The strange passage of time this year is likely to manifest another big shift in retail trends. With consumers now much more comfortable with shopping for all things online and with health concerns still on top of mind, this holiday shopping season will not be like one seen before. According to our new holiday survey, consumers are going to shop earlier than usual and spread out their holiday purchases over a longer time frame than the usual November to December period. They will finally buy things that had been put on the household spending backburner earlier in the year. And they will order these products online, potentially without stepping foot inside a store at all. This means in-person Black Friday doorbusters are not likely to be a thing.
In short, the formal November-December holiday shopping season is meaningless this year — and perhaps forever. The smell of change had been in the air for a few years — evidenced by the growing number of digital shopping milestones situated outside of the traditional holiday period, catalyzed, of course, by Amazon’s Prime Day. This, then, is just the latest on the long list of trends that have been sped up dramatically this year because of the consumer behavioral changes brought on by the pandemic.
Nearly half of US consumers expect to begin their holiday shopping before October 31, according to the AlixPartners survey conducted in early September (Figure 1).
Crucially, 45% of Americans plan on doing most of their holiday shopping online, up 15 percentage points from last year. There are other changes in the offing. Only 50% of consumers plan to visit a store to browse new merchandise, down 26 percentage points from last year.

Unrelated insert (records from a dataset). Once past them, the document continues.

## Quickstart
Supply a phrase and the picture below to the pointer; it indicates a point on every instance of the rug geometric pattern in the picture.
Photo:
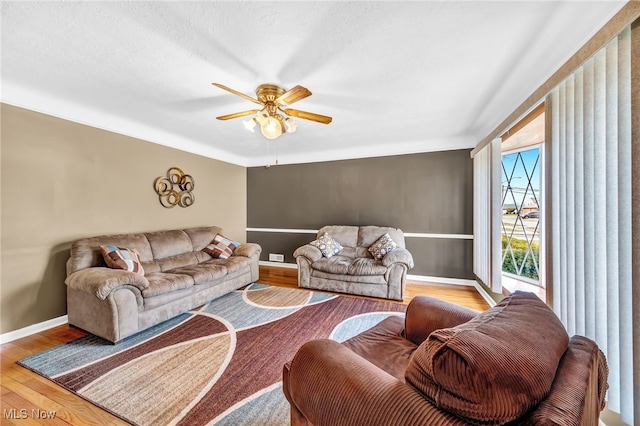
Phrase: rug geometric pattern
(219, 364)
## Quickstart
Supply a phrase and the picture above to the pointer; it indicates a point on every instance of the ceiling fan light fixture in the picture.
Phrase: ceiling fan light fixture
(272, 128)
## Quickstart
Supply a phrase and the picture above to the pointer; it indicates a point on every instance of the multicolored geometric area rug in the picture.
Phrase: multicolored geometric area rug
(219, 364)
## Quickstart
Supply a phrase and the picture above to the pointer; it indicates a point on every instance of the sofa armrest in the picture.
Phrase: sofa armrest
(310, 252)
(398, 255)
(328, 384)
(248, 250)
(427, 314)
(102, 281)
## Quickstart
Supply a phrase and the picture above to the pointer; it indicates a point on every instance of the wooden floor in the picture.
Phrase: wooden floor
(28, 399)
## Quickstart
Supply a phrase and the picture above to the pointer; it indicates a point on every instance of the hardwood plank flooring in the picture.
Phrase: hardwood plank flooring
(21, 389)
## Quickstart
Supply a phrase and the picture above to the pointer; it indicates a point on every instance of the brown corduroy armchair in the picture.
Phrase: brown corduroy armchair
(447, 365)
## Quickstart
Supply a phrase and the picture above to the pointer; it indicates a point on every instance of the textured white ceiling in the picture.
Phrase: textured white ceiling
(397, 77)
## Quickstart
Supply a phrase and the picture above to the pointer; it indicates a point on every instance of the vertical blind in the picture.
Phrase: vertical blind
(590, 212)
(487, 205)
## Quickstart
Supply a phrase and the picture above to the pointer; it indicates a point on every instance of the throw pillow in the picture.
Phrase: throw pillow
(221, 247)
(494, 368)
(122, 258)
(327, 245)
(382, 246)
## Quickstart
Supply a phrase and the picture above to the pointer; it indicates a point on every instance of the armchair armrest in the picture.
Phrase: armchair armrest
(398, 255)
(102, 281)
(427, 314)
(310, 252)
(329, 384)
(247, 250)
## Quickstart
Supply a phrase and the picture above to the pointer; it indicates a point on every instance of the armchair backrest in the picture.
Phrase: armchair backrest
(582, 374)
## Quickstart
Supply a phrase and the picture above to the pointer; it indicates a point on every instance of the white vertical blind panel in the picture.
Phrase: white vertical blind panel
(591, 211)
(482, 215)
(625, 229)
(496, 215)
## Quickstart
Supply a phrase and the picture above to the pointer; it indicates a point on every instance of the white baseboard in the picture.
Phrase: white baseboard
(32, 329)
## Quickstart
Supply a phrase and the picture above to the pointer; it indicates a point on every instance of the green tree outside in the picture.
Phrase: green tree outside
(521, 255)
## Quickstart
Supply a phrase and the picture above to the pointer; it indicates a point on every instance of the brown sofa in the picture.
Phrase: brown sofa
(354, 270)
(448, 365)
(178, 276)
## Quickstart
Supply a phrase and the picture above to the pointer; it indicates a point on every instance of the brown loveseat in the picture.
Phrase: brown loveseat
(353, 270)
(178, 276)
(448, 365)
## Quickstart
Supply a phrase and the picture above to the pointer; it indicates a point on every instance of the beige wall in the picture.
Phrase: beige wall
(62, 181)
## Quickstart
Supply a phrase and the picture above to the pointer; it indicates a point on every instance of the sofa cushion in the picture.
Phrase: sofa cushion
(221, 247)
(85, 253)
(346, 235)
(169, 243)
(343, 265)
(366, 266)
(203, 273)
(165, 282)
(202, 237)
(495, 367)
(173, 262)
(382, 246)
(333, 265)
(367, 235)
(122, 258)
(327, 245)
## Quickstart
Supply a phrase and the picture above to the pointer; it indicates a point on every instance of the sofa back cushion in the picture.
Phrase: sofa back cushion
(495, 367)
(368, 235)
(85, 253)
(159, 251)
(171, 249)
(347, 236)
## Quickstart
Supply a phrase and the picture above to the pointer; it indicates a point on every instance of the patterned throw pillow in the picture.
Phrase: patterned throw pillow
(382, 246)
(122, 258)
(221, 247)
(327, 245)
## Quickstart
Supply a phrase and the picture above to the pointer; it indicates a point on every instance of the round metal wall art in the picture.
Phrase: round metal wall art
(175, 189)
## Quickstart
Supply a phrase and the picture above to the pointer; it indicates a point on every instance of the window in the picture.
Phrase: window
(522, 200)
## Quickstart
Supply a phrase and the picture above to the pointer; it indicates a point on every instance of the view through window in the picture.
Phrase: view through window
(521, 214)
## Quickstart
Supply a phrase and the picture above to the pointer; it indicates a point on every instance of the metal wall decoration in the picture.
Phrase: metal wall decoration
(175, 189)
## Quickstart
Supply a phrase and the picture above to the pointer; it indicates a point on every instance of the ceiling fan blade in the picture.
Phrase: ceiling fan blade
(235, 92)
(308, 115)
(237, 114)
(293, 95)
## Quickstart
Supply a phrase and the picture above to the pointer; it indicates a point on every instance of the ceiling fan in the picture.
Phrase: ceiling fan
(274, 100)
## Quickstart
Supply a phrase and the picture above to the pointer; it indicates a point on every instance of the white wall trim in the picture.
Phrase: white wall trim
(406, 234)
(441, 280)
(456, 281)
(424, 278)
(284, 231)
(33, 329)
(428, 235)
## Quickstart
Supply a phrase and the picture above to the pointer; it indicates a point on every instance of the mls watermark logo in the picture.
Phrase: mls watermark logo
(21, 414)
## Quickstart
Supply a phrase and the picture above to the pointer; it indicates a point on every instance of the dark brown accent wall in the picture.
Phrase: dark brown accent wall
(418, 193)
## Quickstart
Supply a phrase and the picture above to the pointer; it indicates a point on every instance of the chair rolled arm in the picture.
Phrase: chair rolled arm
(398, 255)
(102, 281)
(331, 385)
(248, 250)
(310, 252)
(426, 314)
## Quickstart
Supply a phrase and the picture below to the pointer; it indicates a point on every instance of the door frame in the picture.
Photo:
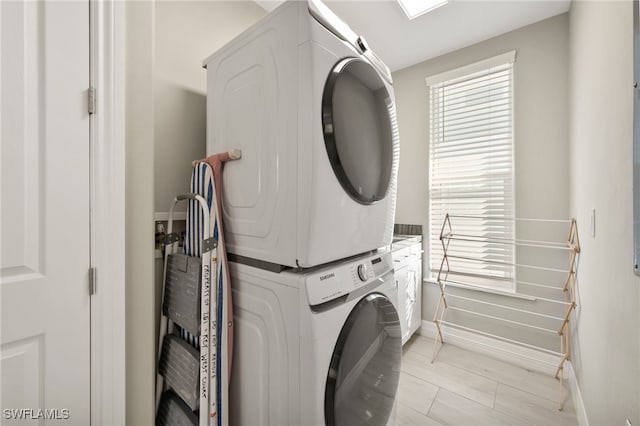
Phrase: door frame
(107, 192)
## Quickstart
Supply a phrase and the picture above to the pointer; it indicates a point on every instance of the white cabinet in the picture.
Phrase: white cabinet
(407, 257)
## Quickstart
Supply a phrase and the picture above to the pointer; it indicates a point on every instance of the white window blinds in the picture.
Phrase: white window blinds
(471, 171)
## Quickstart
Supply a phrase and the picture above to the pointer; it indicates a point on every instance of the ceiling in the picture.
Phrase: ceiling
(401, 42)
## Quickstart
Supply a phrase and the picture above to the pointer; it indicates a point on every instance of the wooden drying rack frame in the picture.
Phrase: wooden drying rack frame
(569, 287)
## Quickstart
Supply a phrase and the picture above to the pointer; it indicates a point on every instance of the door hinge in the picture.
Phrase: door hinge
(93, 281)
(91, 100)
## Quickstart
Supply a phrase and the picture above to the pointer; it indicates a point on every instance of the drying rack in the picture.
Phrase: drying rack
(572, 245)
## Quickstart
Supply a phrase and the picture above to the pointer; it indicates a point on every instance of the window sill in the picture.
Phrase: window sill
(483, 290)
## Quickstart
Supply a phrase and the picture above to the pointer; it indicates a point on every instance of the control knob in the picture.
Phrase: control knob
(363, 272)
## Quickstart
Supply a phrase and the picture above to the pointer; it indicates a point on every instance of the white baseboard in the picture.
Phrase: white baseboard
(515, 354)
(576, 396)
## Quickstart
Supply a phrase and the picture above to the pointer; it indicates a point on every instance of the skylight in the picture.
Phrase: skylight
(415, 8)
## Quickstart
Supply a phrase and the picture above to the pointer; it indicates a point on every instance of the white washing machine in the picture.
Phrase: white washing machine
(321, 347)
(312, 109)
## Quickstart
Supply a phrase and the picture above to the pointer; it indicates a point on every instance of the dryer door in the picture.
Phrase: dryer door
(365, 367)
(360, 129)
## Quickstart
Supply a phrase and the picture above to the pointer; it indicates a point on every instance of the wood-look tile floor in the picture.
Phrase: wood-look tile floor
(465, 388)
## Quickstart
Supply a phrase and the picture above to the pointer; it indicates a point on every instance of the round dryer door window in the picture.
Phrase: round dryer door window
(365, 367)
(360, 132)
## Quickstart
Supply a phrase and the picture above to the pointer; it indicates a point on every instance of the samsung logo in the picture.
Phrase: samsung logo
(327, 276)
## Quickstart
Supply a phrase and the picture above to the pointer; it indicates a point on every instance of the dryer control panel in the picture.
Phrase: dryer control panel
(341, 279)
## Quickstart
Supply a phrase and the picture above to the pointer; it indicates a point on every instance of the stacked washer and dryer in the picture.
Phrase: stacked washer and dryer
(309, 214)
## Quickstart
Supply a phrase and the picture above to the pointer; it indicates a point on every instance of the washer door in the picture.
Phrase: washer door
(365, 367)
(360, 131)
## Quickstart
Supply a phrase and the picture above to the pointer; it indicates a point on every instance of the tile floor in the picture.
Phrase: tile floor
(466, 388)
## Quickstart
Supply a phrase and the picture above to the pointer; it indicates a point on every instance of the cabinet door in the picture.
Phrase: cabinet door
(404, 308)
(414, 293)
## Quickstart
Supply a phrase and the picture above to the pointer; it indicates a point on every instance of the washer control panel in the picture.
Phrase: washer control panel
(340, 279)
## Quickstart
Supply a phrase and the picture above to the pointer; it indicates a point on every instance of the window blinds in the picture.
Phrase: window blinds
(471, 174)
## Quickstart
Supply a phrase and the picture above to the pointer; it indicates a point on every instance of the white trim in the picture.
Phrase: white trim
(108, 214)
(164, 216)
(576, 395)
(504, 58)
(528, 358)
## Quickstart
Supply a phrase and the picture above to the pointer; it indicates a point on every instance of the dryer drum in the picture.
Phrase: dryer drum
(358, 116)
(365, 366)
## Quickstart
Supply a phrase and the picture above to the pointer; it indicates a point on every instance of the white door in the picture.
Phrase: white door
(44, 259)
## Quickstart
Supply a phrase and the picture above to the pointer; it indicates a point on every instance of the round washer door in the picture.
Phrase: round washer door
(365, 367)
(360, 131)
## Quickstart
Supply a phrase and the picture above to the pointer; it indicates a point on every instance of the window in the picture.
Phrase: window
(471, 172)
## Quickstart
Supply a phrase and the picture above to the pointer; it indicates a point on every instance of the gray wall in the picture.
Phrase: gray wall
(541, 154)
(606, 338)
(186, 32)
(166, 87)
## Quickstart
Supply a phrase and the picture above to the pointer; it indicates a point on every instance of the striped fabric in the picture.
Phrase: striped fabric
(201, 184)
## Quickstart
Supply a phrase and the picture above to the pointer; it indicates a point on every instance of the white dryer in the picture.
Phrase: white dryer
(321, 347)
(312, 109)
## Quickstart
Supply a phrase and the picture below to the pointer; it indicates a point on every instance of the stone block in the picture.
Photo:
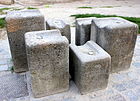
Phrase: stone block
(48, 61)
(6, 2)
(117, 36)
(89, 67)
(61, 25)
(83, 26)
(18, 23)
(12, 85)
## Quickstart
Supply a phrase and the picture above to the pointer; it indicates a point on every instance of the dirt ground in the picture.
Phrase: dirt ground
(117, 7)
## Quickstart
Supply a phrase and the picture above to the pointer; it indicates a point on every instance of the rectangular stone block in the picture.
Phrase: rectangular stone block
(61, 25)
(48, 61)
(83, 26)
(6, 2)
(117, 36)
(89, 67)
(18, 23)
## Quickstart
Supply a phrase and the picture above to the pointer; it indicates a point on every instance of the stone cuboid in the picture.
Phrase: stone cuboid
(90, 66)
(61, 25)
(48, 61)
(117, 36)
(83, 26)
(18, 23)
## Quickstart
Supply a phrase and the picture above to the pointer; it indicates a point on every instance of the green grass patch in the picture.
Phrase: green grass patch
(2, 9)
(2, 22)
(106, 7)
(31, 8)
(86, 7)
(109, 6)
(47, 6)
(132, 19)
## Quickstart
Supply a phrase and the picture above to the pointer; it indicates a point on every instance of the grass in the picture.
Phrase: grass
(47, 6)
(31, 8)
(86, 7)
(2, 22)
(107, 6)
(132, 19)
(2, 9)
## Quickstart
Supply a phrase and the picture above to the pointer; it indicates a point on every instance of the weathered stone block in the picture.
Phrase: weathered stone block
(6, 2)
(90, 66)
(117, 36)
(61, 25)
(83, 26)
(18, 23)
(48, 61)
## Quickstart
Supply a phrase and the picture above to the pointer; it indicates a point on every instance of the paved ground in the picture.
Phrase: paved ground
(123, 86)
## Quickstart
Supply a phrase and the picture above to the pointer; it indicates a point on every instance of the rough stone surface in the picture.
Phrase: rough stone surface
(91, 67)
(48, 61)
(83, 26)
(6, 2)
(12, 86)
(117, 36)
(61, 25)
(18, 23)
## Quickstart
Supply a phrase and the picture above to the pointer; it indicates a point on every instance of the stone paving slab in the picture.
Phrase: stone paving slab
(12, 85)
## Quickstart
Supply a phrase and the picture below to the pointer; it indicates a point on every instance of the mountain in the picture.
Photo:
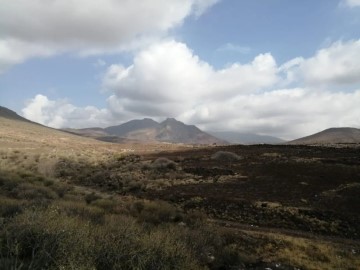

A concern about health is the dominant reason for relying so heavily on ecommerce, followed by a preference for online shopping, and then its convenience. The top categories where consumers plan to spend the same or more this season are apparel, toys, footwear, and electronics and video games (Figure 3).
Our forecast for this newly defined October through December holiday season is an increase in sales of 1 to 2.6% over the same three-month period last year, when sales totaled $1.132 trillion.
The question for retailers is whether and how fast they can adapt to this new world. Here are our recommendations for what to do right away:
- Encourage customers to leverage pickup options: This is better both for margins, which are lowest for delivery, and may even be the preferred option for some consumers. Customers who don’t want to pay for home delivery but are also wary of coming into the store are likely to adopt curbside pickup and other buy-online-pick-up-in-store options. While most retailers either launched these options or streamlined them when stores first closed in spring, the holiday surge will demand seamless operations, thoughtful store space management, and prioritizing consumer preferences.
- Assess new needs in store labor models: The holiday hiring spree is going to look different this year in its requirements. Roles may have to change significantly from customer-facing store associates to packing and shipping, handling increased online returns, and managing the flow of inventory among the various omnichannel options available. You may need to quickly decide how to reallocate or share resources among teams as needs change or new ones arise, which will demand preemptively removing any communication barriers and other internal silos.
- Leverage ecommerce to improve decision-making: Plug in internal ecommerce learnings made over the last few months to model your expected holiday mix of online and in-store transactions, layering in any external market data. Eliminate or reduce marketing investments in areas that you have found to be less productive as this is time to be efficient on cost. Monitor performance continuously and adjust tactics as consumer and competitor behaviors evolve and platform costs shift.
The survey did find that 23% of consumers expect to spend less on holiday shopping than last year, and with such significant behavioral changes in store as well, this could be a tricky season overall. The winners in this environment will be those that can quickly adapt to the dramatic channel shift playing out right now and leverage the resulting increased data to drive decisions that create a seamless and safe customer experience.